1. Key Concepts and Formulas

• Quadratic Polynomial and Roots: A quadratic polynomial with roots $x_1$ and $x_2$ can be written as $f(x) = A(x - x_1)(x - x_2)$, where $A$ is a non-zero constant.
• Factor Theorem: If $r$ is a root of a polynomial $f(x)$, then $(x - r)$ is a factor of $f(x)$.
• Sum of Roots: For a quadratic polynomial $ax^2 + bx + c = 0$, the sum of the roots is given by $-\frac{b}{a}$. In the form $A(x-x_1)(x-x_2)$, the sum of the roots is simply $x_1 + x_2$.

2. Step-by-Step Solution

Step 1: Expressing the Quadratic Polynomial using the Given Root

• What and Why: We are given that $f(x)$ is a quadratic polynomial and one of its roots is $-1$. We want to express $f(x)$ in terms of this root and an unknown root using the Factor Theorem.
• Action: Let the other root of $f(x) = 0$ be $\beta$. Then, we can write $f(x)$ as: $f(x) = A(x - (-1))(x - \beta)$ $f(x) = A(x + 1)(x - \beta) \quad \text{... (Equation 1)}$ Here, $A$ is a non-zero constant.

Step 2: Using the Given Condition to Find the Unknown Root

• What and Why: We are given the condition $f(-2) + f(3) = 0$. We will substitute $x = -2$ and $x = 3$ into the expression for $f(x)$ and use the given condition to solve for the unknown root $\beta$.
• Action:
  • First, calculate $f(-2)$ by substituting $x = -2$ into Equation 1: $f(-2) = A((-2) + 1)((-2) - \beta)$ $f(-2) = A(-1)(-2 - \beta)$ $f(-2) = A(2 + \beta) \quad \text{... (Equation 2)}$
  • Next, calculate $f(3)$ by substituting $x = 3$ into Equation 1: $f(3) = A(3 + 1)(3 - \beta)$ $f(3) = A(4)(3 - \beta)$ $f(3) = A(12 - 4\beta) \quad \text{... (Equation 3)}$
  • Now, substitute Equation 2 and Equation 3 into the given condition $f(-2) + f(3) = 0$: $A(2 + \beta) + A(12 - 4\beta) = 0$
  • Since $A \neq 0$, divide the entire equation by $A$: $(2 + \beta) + (12 - 4\beta) = 0$
  • Combine like terms: $14 - 3\beta = 0$
  • Solve for $\beta$: $3\beta = 14$ $\beta = \frac{14}{3}$
  • Therefore, the second root of $f(x) = 0$ is $\frac{14}{3}$.

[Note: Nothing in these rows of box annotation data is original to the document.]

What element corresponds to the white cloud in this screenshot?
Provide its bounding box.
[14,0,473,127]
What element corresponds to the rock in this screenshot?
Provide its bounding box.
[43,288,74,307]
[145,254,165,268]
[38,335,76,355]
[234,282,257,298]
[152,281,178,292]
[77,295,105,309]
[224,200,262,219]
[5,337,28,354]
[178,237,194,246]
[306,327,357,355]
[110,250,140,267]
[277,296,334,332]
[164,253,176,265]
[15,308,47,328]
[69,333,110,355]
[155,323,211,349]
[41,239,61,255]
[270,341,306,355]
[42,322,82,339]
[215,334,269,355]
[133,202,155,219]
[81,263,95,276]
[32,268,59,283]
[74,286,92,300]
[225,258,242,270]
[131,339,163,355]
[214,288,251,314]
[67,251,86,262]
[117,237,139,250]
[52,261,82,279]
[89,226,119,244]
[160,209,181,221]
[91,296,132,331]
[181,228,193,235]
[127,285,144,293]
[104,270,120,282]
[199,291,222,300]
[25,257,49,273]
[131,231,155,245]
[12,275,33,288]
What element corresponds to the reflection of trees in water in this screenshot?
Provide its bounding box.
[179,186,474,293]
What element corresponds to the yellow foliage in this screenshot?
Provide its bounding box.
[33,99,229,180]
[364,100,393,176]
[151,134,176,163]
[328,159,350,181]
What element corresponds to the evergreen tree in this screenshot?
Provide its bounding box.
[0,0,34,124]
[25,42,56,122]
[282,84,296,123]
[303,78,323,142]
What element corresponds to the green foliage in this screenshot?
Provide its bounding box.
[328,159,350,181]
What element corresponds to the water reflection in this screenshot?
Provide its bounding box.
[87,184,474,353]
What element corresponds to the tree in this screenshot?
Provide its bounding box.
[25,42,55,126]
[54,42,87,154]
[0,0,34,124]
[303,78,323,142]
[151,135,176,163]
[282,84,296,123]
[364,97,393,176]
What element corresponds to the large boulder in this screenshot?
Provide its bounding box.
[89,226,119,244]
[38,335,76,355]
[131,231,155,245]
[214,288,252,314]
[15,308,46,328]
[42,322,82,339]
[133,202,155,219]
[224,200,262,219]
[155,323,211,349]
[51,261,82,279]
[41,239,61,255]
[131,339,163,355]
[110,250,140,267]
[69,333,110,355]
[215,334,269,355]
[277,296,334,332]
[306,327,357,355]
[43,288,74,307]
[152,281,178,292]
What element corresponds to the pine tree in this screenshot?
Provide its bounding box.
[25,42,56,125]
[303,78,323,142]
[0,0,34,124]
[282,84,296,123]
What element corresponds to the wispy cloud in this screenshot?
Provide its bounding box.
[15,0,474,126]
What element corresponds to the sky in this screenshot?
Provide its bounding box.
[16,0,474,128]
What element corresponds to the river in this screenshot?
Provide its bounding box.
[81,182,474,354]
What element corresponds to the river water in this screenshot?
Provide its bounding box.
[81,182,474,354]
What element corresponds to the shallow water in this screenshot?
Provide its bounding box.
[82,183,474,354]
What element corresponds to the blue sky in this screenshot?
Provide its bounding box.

Step 3: Calculating the Sum of the Roots

• What and Why: We have identified both roots of $f(x) = 0$ as $x_1 = -1$ and $x_2 = \frac{14}{3}$. We now calculate their sum to answer the question.
• Action: Add the two roots together: $\text{Sum of roots} = (-1) + \left(\frac{14}{3}\right)$ $\text{Sum of roots} = -\frac{3}{3} + \frac{14}{3}$ $\text{Sum of roots} = \frac{14 - 3}{3}$ $\text{Sum of roots} = \frac{11}{3}$

3. Tips and Common Mistakes

• Don't Forget the Leading Coefficient 'A': Always include the constant $A$ in the factored form of a polynomial.
• Correct Factored Form: Remember that if $r$ is a root, the factor is $(x-r)$.
• Algebraic Precision: Be careful with signs and calculations.

4. Summary

We expressed the quadratic polynomial $f(x)$ in terms of its roots, using the given root $-1$ and an unknown root $\beta$. We then used the condition $f(-2) + f(3) = 0$ to solve for $\beta$, obtaining $\beta = \frac{14}{3}$. Finally, we calculated the sum of the roots as $-1 + \frac{14}{3} = \frac{11}{3}$.

The final answer is \boxed{\frac{11}{3}}, which corresponds to option (A).